The Breath of Nature

It going to be windy here today.

“It depends upon the wind” an expression used by a good friend of mine.

It’s an atavistic expression. I imagine sailors of old and even ones of today know their navigation depends upon the wind.

We know that animals depend on the wind for both safety and prey.

As a pilot I understand the importance and safety of landing into the wind.

The wind is a dichotomous gift to humankind. It can be our ally or our enemy. It can cool. It can warm. It can soothe and it can harm. It can smooth the seas or rile the waves. It is invisible, yet its presence is felt in soft touches as well as in a raging force.

To see the wind with our eyes another element must be employed. Rain gives it expression. Leaves give it direction. Dust and dirt give it shape and it can be the harbinger of hot or cold weather.
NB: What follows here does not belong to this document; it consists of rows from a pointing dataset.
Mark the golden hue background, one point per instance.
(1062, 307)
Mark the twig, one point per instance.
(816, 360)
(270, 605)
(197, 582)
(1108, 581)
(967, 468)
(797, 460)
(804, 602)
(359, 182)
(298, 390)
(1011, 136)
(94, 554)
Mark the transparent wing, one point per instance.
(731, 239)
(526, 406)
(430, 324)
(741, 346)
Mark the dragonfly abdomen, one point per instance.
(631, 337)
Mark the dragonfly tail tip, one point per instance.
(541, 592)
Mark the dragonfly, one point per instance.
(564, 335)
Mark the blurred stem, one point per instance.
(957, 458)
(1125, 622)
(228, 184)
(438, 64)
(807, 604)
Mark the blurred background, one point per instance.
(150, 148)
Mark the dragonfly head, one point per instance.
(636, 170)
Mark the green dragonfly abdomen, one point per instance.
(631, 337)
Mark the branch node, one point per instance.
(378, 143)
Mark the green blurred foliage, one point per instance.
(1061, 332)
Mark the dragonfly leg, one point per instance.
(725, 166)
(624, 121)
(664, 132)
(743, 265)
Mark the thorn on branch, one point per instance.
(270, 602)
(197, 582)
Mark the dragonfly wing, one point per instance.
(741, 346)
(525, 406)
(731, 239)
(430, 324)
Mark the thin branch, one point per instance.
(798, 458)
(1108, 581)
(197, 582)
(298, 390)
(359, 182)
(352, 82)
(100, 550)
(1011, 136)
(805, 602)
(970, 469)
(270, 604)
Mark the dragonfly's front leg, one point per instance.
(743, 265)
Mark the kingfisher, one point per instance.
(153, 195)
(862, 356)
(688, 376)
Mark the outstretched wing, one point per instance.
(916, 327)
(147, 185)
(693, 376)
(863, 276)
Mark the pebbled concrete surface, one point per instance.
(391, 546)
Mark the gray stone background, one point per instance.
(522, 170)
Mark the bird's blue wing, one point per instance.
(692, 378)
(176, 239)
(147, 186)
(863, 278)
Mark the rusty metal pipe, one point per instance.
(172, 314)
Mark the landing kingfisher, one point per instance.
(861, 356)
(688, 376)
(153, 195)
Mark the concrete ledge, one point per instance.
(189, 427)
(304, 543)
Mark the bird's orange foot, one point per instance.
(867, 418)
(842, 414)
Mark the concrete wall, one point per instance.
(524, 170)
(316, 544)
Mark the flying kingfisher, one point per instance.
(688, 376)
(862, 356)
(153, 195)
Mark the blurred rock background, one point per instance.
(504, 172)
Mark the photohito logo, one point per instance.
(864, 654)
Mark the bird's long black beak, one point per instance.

We preoccupied human souls in the narrow focus of our daily lives give wind very little thought or thanks. We do, however, give it names: Mariah, Santa Anna, Chinook, Zephyr, Hurricane, Tornado and so on.

We also acknowledge the wind in slogans: “let me see which way the wind blows,” “May the wind be at your back,” “It’s an ill wind that blows no good.”

From the sea and sailing come great truthful sayings: "wind before rain, topsails remain, rain before wind, top sails take in."

Joining the native peoples of the earth, I believe that nature is an echo of our selves. The wind is emblematic of our spirits. Both wind and spirit are invisible, yet both are destined and determined in their direct flow to the Source of calm.